Congress Presses Forward on Improper Payments

Today, the House passed the Improper Payments Elimination and Recovery Act (IPERA), legislation that will help rein in improper payments and save taxpayer dollars. As I’ve written about before, "improper payment" is an umbrella term that covers a number of financial transactions — overpayments to individuals or firms is one example; benefit payments to ineligible program participants is another. That is to say, an improper payment occurs when the federal government pays the wrong amount, the wrong person, or at the wrong time. In 2009, taxpayers lost $98 billion in wasteful improper payments by the federal government to individuals, organizations, and contractors — with $54 billion of that amount stemming from Medicare and Medicaid.  These errors and mistakes are unacceptable — and the passage of the IPERA bill is an important step forward in curbing these wasteful payments.
 
This legislation, sponsored by Congressman Patrick Murphy of Pennsylvania, would do the following:    
  • Put into law a monetary and percentage threshold for defining a program as susceptible to significant improper payments and make that threshold more rigorous over time.
     
  • Reduce the monetary thresholds that define what agencies and programs must conduct payment recapture audits from $500 million to $1 million. Payment recapture audits are investigations in which specialized private sector auditors use cutting-edge technology and tools to scrutinize government payments and then find and reclaim taxpayer funds made in error or gained through fraud. These auditors can be compensated based on the amount of improper payments they identify that are then reclaimed — providing a powerful incentive to find every error;
     
  • Expand the payment recapture audit requirement beyond contract payments to include benefit, grant, and loan payments;
     
  • Add sanctions for programs that are deemed non-compliant with the law; and
     
  • Allow OMB to conduct pilots to test accountability mechanisms with appropriate incentives and consequences tied to success in eliminating and recovering program errors.

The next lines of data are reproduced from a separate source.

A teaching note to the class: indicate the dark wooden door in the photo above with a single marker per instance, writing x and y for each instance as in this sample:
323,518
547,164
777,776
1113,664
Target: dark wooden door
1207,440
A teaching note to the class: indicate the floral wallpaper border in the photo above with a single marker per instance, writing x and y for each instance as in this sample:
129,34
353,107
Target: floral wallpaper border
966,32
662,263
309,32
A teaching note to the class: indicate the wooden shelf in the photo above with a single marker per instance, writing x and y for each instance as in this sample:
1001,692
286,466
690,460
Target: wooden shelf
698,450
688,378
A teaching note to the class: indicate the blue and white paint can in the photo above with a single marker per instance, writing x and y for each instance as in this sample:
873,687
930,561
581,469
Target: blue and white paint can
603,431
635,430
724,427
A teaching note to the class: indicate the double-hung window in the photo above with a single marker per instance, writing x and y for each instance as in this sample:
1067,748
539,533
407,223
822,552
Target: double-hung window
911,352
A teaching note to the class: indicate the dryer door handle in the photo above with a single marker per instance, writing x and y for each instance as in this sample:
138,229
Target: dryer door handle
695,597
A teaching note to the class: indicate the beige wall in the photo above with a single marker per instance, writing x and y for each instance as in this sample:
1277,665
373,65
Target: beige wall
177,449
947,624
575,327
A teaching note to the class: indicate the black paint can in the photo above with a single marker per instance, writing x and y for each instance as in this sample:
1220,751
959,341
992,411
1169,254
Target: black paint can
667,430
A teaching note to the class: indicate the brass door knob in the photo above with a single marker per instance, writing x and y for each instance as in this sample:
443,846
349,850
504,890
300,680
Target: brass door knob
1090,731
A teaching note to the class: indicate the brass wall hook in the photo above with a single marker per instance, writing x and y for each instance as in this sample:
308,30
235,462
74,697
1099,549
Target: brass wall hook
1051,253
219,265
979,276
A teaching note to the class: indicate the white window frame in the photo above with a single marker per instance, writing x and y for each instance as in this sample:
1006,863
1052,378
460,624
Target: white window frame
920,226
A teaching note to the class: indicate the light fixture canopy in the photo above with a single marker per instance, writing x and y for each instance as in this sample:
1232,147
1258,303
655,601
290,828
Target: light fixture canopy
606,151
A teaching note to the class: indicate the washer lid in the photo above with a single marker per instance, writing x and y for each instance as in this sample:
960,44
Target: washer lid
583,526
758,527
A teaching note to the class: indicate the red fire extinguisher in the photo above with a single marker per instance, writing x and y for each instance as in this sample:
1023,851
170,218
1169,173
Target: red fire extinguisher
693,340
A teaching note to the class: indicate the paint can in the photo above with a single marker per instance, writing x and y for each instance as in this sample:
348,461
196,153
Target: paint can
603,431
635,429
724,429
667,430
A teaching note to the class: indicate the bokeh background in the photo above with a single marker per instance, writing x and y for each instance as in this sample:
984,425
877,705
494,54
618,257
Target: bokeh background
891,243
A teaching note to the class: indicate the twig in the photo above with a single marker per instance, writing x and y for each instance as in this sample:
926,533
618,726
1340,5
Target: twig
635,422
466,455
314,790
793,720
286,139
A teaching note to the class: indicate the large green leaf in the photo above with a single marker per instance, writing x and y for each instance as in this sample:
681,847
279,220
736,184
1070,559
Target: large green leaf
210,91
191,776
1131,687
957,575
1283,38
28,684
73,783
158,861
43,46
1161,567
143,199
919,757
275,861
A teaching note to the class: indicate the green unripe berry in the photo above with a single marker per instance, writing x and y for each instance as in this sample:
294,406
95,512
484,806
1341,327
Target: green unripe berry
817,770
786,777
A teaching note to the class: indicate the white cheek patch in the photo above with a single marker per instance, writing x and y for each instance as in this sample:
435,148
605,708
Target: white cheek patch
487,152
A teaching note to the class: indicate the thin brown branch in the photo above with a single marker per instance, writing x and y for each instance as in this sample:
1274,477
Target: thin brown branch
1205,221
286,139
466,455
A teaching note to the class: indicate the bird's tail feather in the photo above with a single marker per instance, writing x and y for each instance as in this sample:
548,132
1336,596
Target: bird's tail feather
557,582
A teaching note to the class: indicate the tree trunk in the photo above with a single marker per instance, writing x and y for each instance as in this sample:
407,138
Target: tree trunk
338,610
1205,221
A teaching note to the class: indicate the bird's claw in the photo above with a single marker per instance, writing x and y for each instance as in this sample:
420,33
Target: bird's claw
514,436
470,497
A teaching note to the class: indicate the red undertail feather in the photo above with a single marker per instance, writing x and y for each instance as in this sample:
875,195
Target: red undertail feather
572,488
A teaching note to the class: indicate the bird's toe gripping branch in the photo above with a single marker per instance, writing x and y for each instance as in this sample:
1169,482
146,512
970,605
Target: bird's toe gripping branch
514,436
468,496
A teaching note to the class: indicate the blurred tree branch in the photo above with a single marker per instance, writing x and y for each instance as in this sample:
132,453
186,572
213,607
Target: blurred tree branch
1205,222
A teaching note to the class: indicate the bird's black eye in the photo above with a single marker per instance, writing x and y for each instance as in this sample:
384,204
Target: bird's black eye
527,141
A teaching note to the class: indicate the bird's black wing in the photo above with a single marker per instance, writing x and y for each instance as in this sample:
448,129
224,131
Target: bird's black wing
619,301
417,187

Congressman Murphy’s bill (which Senator Tom Carper is pushing in the Senate) builds on the executive order the President issued in November to curb improper payments by boosting transparency, holding agencies accountable, and creating strong incentives for compliance. As we work to implement this executive order, this legislation will help the federal government cut down on waste and make the right payments to the right people at the right time.